3) Anything that sends you BS trackbacks and pings go here. Tired of seeing the same scraper site send you a trackback with your own content? Put it here. Tiered of seeing a forum or spam site with a spammy "auto ping" function that searches and pings any blog that matches the content? Put them here.
Really you want to be very careful with this tool. As I said above its very powerful and you can not undo it. Experiment with matching in moderation then add them to the blacklist when your sure.
This really does not have much to do with fighting spam but I thought I would show it anyway since its in the same section.
E-mail me whenever:
This really will depend on how busy your blog is. I had to give up on this a while ago.
Before A Comment Appears:
Here we go... finally something to do with the actual title of this post:
Over the years I have found the best settings for these is to make people use a name and email, already have an approved comment (comments will sit in moderation queue until approved), and also I do not make a administrator approve every comment. I am not out to censor anyone... just to limit spammers. Thats not to say spammers wont come back once approved and spam but we will point out how to combat that later settings.
Comment Moderation:
Here is where some of the secret sauce comes in. Here are my tips for using the comment moderation system.
1) I HIGHLY HIGHLY HIGHLY recommend putting a 1 in the first box. This means any comment that has a link must be approved no matter what.
2) The moderation box allows you to specify words, emails, ips or just about anything someone would put into a comment. I use this section to post a lot of dynamic stuff.
3) The first thing I put in this box is a list of TOR proxies. They even have a plain list you can just copy and paste into this box. We also put in other open proxy ips from around the web. I am a huge supporter of the EFF and have financially contributed to them since 2004 but unfortunately the Tor network has become a great resource for spammers. We have found that 95% of the comment spam that makes it through the Akismet plugin has a open proxy ip.

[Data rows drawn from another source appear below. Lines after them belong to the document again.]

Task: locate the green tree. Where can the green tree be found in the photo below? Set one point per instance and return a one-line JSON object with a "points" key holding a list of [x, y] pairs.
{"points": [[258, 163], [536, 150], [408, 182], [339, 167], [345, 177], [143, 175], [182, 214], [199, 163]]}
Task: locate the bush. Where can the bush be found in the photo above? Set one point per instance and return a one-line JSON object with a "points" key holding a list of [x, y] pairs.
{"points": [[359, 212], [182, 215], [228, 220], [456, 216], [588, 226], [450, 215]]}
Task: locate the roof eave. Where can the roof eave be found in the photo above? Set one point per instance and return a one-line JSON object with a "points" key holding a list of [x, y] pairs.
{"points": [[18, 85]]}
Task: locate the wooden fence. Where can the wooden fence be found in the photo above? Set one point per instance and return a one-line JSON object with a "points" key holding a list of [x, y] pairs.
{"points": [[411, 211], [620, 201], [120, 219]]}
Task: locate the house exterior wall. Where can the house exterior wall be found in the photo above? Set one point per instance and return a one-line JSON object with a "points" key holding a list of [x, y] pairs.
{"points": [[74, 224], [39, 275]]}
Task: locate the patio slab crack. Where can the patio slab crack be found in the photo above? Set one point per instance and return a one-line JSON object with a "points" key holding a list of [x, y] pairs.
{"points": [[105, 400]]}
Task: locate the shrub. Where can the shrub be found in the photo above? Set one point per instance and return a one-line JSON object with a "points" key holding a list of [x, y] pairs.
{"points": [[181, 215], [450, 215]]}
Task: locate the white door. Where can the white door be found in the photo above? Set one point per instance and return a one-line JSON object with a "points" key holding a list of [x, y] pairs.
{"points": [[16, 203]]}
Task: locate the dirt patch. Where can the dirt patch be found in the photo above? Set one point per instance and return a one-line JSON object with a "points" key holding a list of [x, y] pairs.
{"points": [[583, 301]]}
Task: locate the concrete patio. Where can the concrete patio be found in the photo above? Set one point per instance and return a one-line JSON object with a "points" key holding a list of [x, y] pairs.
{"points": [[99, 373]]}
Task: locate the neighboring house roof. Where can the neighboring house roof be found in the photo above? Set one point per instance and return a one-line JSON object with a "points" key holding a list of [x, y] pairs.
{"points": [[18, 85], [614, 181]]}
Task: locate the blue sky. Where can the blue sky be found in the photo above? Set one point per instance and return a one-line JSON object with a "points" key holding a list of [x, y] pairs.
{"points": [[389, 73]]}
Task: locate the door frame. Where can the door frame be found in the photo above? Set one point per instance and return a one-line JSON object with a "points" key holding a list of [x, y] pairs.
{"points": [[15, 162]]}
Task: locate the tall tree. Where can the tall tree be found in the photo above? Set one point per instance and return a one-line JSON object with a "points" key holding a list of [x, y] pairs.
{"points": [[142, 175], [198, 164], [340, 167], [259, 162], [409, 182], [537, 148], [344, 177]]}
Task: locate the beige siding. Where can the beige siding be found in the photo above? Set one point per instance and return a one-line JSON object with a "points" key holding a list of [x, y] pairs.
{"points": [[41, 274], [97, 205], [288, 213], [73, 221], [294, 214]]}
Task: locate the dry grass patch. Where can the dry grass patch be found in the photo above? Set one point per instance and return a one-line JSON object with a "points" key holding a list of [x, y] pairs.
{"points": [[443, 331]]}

4) A good example of stuff to put in here is swear words. I think its pretty obvious I have nothing against swear words but I would like to approve the comment with them before its posted.

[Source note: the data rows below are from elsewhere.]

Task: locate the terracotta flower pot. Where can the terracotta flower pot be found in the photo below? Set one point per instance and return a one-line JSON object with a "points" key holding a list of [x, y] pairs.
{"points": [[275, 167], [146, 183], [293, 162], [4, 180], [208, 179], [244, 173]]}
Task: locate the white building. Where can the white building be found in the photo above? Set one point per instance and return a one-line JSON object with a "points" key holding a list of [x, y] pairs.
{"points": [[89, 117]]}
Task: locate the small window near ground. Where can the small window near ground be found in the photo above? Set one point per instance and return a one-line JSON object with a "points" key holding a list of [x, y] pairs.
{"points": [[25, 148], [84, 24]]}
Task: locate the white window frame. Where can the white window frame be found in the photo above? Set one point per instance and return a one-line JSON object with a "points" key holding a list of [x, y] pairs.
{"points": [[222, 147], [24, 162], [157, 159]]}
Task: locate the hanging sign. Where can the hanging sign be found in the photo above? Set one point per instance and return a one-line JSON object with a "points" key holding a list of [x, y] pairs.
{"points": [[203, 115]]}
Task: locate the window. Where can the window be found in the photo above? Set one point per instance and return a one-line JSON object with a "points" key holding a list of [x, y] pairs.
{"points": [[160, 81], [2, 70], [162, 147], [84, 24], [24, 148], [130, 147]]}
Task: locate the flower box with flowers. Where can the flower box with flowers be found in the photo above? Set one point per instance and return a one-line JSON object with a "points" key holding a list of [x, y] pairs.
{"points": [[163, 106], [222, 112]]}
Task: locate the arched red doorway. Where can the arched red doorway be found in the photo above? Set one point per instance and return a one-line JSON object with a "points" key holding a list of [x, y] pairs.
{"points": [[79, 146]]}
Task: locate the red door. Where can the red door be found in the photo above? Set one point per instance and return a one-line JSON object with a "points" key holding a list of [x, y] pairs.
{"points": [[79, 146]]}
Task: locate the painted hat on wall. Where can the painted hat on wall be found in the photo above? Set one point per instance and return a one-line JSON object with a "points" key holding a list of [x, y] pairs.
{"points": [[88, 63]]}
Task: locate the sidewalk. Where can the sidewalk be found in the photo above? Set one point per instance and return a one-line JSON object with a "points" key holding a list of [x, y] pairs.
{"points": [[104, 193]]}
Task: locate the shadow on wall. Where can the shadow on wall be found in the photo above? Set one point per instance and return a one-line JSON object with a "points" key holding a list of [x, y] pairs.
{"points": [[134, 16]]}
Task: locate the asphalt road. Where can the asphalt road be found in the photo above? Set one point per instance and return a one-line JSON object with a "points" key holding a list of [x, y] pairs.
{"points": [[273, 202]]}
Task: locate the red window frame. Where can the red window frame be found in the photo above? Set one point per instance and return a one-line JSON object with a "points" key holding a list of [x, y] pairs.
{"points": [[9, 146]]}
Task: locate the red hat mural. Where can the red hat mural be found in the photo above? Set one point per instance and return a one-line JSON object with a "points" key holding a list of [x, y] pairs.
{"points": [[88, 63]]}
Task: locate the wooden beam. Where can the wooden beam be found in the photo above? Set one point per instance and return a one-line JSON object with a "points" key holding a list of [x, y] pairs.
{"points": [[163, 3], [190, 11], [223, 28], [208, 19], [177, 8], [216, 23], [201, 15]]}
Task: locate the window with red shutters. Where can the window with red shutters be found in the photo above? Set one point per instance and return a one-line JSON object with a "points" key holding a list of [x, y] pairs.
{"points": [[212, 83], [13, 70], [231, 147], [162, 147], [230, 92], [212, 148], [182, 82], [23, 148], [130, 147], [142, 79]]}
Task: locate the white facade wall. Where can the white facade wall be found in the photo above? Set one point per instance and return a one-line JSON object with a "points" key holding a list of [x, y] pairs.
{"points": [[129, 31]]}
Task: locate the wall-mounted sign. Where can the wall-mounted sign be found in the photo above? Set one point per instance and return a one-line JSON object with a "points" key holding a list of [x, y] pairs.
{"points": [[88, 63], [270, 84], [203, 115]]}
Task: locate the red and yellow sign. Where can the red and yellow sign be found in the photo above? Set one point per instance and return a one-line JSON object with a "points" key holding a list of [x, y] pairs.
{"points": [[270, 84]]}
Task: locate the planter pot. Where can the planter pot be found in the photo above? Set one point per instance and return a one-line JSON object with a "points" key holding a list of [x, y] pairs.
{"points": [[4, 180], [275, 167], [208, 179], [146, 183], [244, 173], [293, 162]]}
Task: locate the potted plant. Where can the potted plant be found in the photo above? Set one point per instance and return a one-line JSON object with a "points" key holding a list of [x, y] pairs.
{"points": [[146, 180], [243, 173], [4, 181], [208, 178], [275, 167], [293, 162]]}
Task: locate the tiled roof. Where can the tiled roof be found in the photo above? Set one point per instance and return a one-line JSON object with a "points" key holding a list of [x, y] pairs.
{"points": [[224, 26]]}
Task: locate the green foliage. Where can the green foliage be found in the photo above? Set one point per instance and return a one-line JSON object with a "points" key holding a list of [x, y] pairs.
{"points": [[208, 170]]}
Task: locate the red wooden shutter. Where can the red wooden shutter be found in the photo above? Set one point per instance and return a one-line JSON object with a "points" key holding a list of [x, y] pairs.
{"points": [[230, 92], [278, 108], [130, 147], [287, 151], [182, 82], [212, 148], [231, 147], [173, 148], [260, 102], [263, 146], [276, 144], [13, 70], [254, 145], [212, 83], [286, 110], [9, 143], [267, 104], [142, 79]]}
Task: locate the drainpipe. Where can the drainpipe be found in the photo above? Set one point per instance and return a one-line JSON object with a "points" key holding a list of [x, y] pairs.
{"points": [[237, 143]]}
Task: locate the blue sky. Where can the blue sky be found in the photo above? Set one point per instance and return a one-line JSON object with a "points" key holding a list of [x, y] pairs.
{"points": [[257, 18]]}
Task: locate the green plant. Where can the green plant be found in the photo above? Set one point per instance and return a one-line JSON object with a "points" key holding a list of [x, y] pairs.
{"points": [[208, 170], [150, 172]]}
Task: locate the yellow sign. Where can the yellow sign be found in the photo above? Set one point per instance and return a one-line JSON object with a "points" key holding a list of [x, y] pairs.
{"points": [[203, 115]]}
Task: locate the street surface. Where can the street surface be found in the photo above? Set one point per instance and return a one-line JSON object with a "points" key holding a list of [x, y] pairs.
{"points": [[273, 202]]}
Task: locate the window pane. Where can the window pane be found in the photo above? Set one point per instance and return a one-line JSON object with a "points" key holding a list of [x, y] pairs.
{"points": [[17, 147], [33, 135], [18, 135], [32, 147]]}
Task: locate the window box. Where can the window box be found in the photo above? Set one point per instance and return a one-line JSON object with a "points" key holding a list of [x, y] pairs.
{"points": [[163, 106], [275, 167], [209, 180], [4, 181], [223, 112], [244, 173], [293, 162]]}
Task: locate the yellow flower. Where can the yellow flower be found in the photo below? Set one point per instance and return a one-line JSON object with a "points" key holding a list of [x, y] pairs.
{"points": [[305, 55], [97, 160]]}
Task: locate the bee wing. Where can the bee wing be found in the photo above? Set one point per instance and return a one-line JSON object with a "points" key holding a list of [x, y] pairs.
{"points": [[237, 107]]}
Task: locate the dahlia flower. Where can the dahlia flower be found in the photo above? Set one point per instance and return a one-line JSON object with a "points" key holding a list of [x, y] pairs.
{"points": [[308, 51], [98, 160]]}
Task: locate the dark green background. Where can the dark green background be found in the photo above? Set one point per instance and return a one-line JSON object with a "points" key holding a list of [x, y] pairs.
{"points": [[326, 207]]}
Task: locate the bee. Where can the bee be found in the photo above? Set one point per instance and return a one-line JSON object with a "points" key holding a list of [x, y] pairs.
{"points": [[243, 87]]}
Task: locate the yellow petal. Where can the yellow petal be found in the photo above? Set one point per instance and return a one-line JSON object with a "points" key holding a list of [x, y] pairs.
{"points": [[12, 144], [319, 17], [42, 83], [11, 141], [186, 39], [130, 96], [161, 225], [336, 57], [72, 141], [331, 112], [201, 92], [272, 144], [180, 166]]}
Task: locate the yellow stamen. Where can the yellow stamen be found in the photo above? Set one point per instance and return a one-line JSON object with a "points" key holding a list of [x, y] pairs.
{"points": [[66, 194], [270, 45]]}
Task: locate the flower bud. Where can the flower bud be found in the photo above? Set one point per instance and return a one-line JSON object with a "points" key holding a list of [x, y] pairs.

5) Another good example is to put in your own companies urls. I have found a lot of times people have posted security issues or bugs with my sites on my blog... and I like to be the first person to see those and deal with them ;)
6) There are several other things you can put in this. Remember that whatever you put in is a broad match so try to keep it pretty specific. Putting in common words will lead to a lot of manual approval of comments and the goal of this is to lesson admin time =).
Comment Blacklist:
The Comment Blacklist feature is very powerful and should not be taken lightly. Every comment that matches your entry will be perminiantly deleted. ALWAYS test a filter out first in Comment Moderation before adding it to the Blacklist so that you know what its going to catch.
Here are my tips for using the Comment Blacklist feature:
1) As you can see I currently send all comments with spam@ in the email straight to the trash. I used this in moderation for over a year and after only false positive decided it was good to go.
2) groups.google is a great example of something that should go right to the crapper. I am pretty sure that Akismet now gives a much higher score to comments with a *groups.google* url in the comment fields but I can them just incase.
3) Anything that sends you BS trackbacks and pings go here. Tired of seeing the same scraper site send you a trackback with your own content? Put it here. Tiered of seeing a forum or spam site with a spammy "auto ping" function that searches and pings any blog that matches the content? Put them here.
Really you want to be very careful with this tool. As I said above its very powerful and you can not undo it. Experiment with matching in moderation then add them to the blacklist when your sure.